6. Disconnect Idle Accessories
Every accessory, be it an adapter, external hard drive, cord for your mouse, or headphones, when connected, draws some percentage of power from your MacBook Pro. So, when you’re not using any of these, unplug them from your laptop. While this may not permanently fix your problem, it’s one more plug in the hole.
7. Switch to Safari
While Chrome is a worthwhile alternative to your Mac’s default browser Safari, it comes with the disadvantage of not being energy efficient. In fact, Chrome is one of the biggest offenders when it comes to battery drain on MacBooks.
If you use Chrome on your MacBook and look at which apps are draining your MacBook’s battery, you’ll likely find it on the list. You can work around this issue in several ways. But if you don’t want to give up Chrome, consider closing browser tabs and windows you aren’t using.
If you want to try another browser, why not look closer to home and use Safari? There are several reasons why Safari is a solid choice compared to other browsers, one of which is its energy efficiency.
8. Download the Latest macOS Update
Sometimes, the MacBook Pro battery drain issue can result from the macOS version you are currently using.
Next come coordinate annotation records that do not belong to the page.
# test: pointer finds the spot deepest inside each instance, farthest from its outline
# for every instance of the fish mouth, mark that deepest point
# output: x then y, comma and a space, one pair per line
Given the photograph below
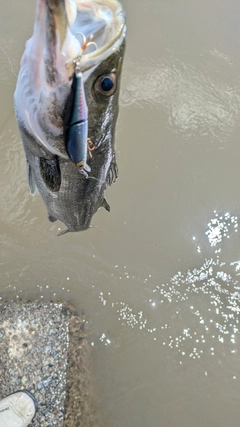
85, 29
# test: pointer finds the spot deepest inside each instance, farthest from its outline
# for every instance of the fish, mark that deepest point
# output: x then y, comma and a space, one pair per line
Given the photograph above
66, 106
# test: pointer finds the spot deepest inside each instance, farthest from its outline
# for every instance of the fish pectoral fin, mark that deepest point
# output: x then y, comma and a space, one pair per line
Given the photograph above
51, 174
106, 205
30, 179
112, 172
51, 218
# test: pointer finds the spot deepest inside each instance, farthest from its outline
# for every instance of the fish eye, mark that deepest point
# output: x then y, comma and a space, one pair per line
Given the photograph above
106, 85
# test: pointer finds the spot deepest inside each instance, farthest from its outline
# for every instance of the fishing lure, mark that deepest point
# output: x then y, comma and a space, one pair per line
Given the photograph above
77, 142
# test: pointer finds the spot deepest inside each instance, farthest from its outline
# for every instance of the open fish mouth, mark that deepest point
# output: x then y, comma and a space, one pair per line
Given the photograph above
89, 29
102, 19
61, 34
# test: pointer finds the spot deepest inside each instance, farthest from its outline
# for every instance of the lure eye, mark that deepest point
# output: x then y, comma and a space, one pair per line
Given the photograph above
106, 85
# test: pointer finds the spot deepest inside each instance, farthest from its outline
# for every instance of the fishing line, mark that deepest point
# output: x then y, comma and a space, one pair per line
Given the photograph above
9, 60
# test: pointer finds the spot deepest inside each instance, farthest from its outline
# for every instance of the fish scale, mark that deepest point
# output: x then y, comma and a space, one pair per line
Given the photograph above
76, 140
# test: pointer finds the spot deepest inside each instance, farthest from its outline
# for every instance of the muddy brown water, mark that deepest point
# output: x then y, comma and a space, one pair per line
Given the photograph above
158, 279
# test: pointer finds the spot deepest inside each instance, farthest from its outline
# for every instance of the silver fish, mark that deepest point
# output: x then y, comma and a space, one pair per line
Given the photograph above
73, 41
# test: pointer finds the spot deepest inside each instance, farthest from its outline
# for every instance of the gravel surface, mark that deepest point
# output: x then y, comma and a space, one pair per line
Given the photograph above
43, 348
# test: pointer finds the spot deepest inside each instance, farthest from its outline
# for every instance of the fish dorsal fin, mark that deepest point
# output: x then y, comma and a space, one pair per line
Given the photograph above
51, 173
112, 172
31, 180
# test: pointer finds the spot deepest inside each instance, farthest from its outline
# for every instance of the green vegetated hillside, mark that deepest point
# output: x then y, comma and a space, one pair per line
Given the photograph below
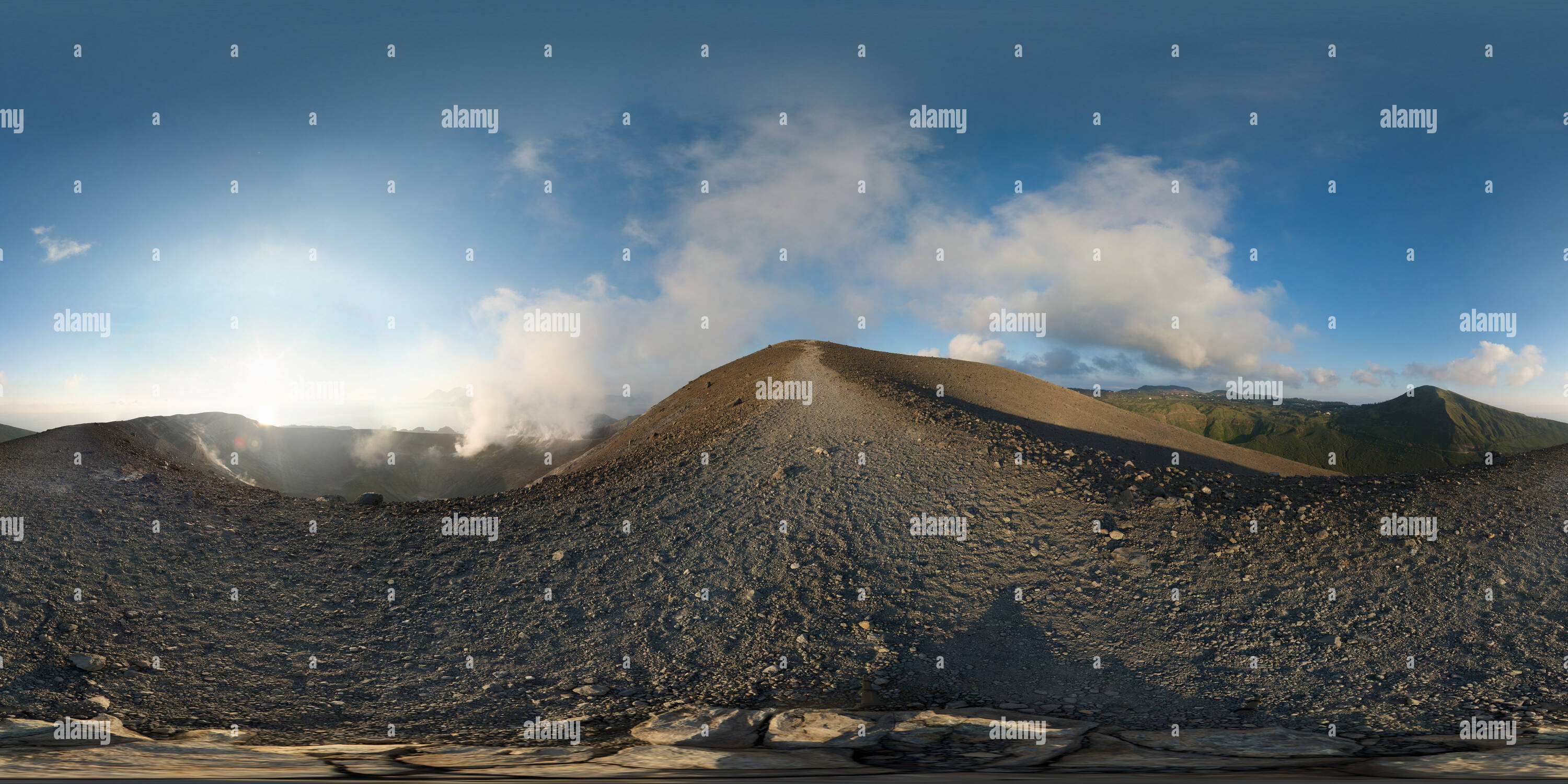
7, 433
1431, 429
You will have to update the software to the latest version to fix the problem.
So, go to System Settings > General > Software Update to check for any new software updates for your MacBook Pro.
9. Cultivate Better Charging Practices
When it comes to charging, some bad habits could damage your MacBook Pro’s battery over time. Ideally, you should use Apple’s original charger that came with your MacBook Pro over cheaper third-party ones.
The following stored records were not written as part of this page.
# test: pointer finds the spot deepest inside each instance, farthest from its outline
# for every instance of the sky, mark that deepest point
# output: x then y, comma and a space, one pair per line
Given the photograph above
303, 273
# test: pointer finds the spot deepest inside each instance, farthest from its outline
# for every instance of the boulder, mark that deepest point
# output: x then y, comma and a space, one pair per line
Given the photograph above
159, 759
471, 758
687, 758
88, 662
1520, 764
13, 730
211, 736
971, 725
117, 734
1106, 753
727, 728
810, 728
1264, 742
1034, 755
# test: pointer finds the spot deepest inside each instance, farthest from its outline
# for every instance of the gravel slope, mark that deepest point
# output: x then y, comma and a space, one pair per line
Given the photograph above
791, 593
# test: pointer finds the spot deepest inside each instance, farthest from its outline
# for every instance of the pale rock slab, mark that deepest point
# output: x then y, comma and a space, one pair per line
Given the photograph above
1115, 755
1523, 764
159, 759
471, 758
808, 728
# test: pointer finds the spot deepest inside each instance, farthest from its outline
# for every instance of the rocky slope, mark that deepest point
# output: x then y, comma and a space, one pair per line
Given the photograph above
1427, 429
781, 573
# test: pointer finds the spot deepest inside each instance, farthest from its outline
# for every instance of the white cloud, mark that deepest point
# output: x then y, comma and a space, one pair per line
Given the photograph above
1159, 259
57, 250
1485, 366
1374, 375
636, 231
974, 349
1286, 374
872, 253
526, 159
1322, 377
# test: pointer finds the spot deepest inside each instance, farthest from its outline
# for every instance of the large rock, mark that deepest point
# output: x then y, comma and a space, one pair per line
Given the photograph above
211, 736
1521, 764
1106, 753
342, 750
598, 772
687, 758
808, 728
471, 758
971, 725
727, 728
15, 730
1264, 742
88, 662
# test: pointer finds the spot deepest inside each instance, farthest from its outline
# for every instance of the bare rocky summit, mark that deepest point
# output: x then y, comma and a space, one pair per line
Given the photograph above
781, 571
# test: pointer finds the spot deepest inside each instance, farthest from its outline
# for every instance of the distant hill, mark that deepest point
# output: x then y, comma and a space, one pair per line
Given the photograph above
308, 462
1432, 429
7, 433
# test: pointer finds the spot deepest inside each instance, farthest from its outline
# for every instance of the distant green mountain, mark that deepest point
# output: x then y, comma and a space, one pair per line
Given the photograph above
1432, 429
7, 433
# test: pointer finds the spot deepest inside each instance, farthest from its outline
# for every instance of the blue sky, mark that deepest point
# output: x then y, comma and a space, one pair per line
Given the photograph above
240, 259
Switching to an inferior adapter or hub can harm your MacBook Pro’s battery in the long run. Also, you shouldn’t wait for your battery to hit zero before plugging it in, and when you do plug it in, don’t overcharge your MacBook Pro.
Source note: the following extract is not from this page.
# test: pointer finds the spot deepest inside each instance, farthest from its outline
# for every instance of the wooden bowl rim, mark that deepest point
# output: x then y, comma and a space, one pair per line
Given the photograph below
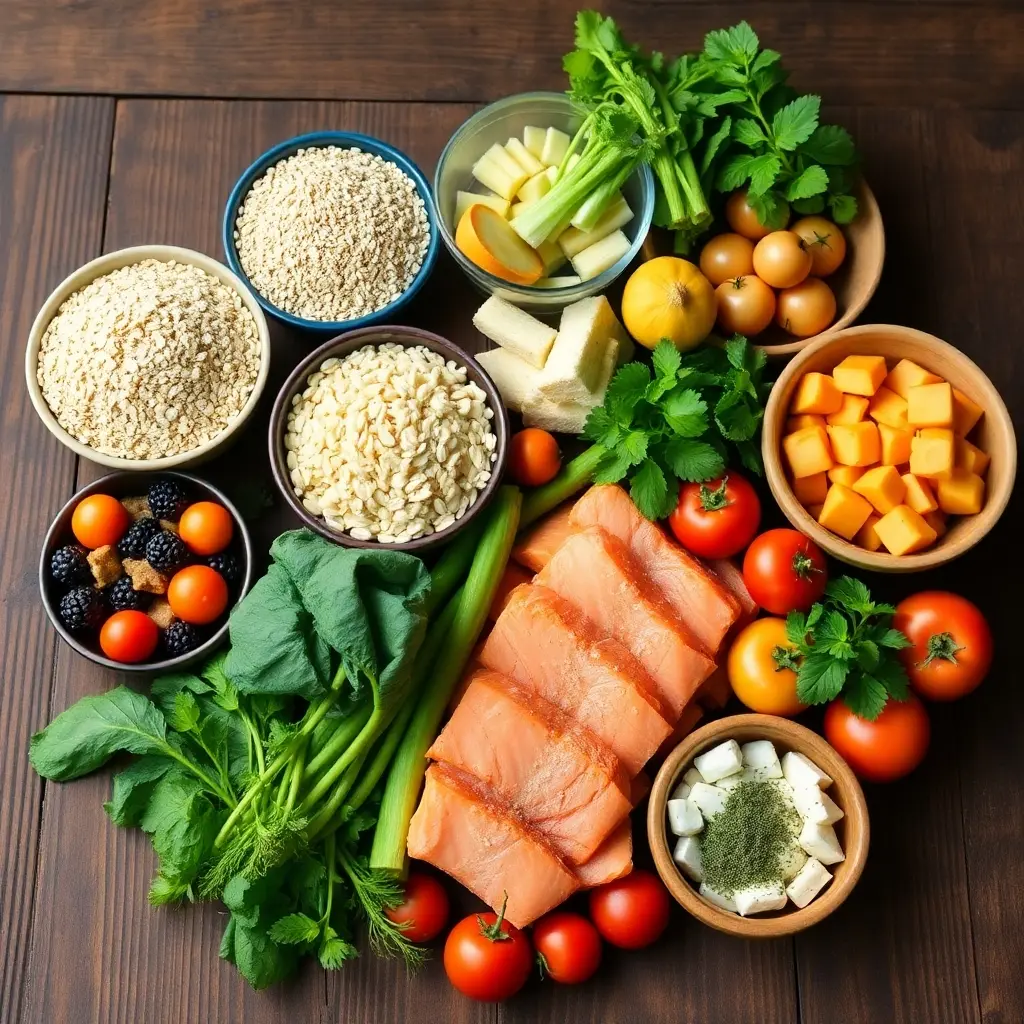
846, 791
10. Disable Power Nap (Intel Only)
Power Nap is a feature that allows your Mac to wake up from sleep, connect to the internet, and receive updates to Mail, Calendar, and iCloud services. All Apple Silicon Mac models (with an M1 chip or later) do this automatically, but for Intel models you can turn this setting off under System Settings > Battery > Options.
11. Reset System Management Controller (Intel Chips Only)
If you use an Intel-based MacBook Pro, your best bet to fix battery drain issue might be resetting the System Management Controller, otherwise called SMC. It’s a chip that plays a fundamental role in how your Mac’s hardware behaves.
However, you don’t need to do this on an Apple silicon MacBook Pro as it does not have an SMC.
To reset the SMC, follow the steps below:
- Shutdown/power off your MacBook.
- Press and hold 3 keys: Shift, Control and Option.
- Press and hold the power button, without releasing the other 3 keys.
- Hold all keys for 10 seconds, then release.
- Press the power button on your Mac.
12. Restart Your MacBook Pro
If your MacBook Pro has been on for a terribly long time, you may notice a few changes in efficiency. So, all you might need to do is save your work, close all running apps, and restart your machine.
Restarting may solve MacBook Pro battery drain issue caused by a temporary problem within macOS like an operating system component or third-party application that has crashed.
To do this, click on the Apple menu at the top-left corner and choose Restart from the dropdown. You might notice a slight performance improvement after it reboots.
Solve Your MacBook Pro Battery Issues
MacBook Pros are generally high-quality and reliable machines. And working with one can bump your productivity several notches up. But when issues like a failing battery begin to plague your laptop, it may be a truly frustrating experience.
Trying one of the fixes we’ve outlined should help. If not, you might need to take things a step further to identify what apps or processes are hogging your MacBook Pro’s resources and draining its battery.